I've modded my non-metaverse games right from the start so that Stock Markets were more expensive, and had only 5% morale bonus, they just gave too much Bang For The Buck imo.

Are you really telling that your enjoyment of the game is affected so much if some building has a 10% value or not, Lord Reaper? I find it hard to believe, I doubt you had all those medals if GC2 wouldn't offer something else for you than buildings with numbers
Reply #48 Top
The 'viable' strategies were just ways to break the game. They were easy by definition give that they relied on a loose economy. The 1.4 balance gives both options+scarcity which rewards GOOD players, i.e. those who can maximize the benfits of random tiles, as opposed to the pre 1.3 "I think I'll win this way" approach.



Reply #49 Top
Because nobody wants to have to build multiple morale buildings, they are considered a necessary evil. Taking away the morale bonus on stock exchanges, means you can build less of them because you will need more morale buildings to make up for those lost morale bonuses. So it is just one more thing to hurt the economy since we will not be able to build as many economy buildings, this after already making the economies worse with the previous changes by making it harder to develop large populations and making it harder to collect high taxes. It appears to me that most people enjoyed the game more when it was version 1.2. I did not see a lot of people complaining before that: "Our economies are too good, we want changes so we have to struggle more with less money."
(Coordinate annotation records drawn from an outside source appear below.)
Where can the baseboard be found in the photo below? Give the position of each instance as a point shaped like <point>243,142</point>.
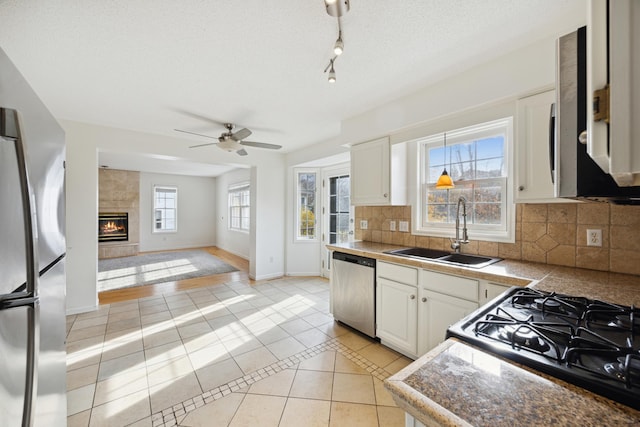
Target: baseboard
<point>78,310</point>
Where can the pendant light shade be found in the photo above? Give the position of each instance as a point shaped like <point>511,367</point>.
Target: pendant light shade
<point>445,182</point>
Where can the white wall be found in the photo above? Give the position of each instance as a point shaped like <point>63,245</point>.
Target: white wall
<point>236,242</point>
<point>196,212</point>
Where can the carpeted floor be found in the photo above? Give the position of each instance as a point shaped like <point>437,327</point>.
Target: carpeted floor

I think they are trying to make larger populations more viable in DA, so nerfing Stock Market might just be a prelude for that. Old Stock Markets with large populations = monster economy.

And btw, I think that in real life no government wants to build multiple "morale buildings" either, but they still do it
Reply #50 Top
But you're telling the game designer now that they should keep the game unchanged, so that you can "develop your planets the way YOU think you should"...


Yes, who is buying and playing the games, the developers or those who are customers? Logic would dictate that the wise business decision would be to please the game players not the developers.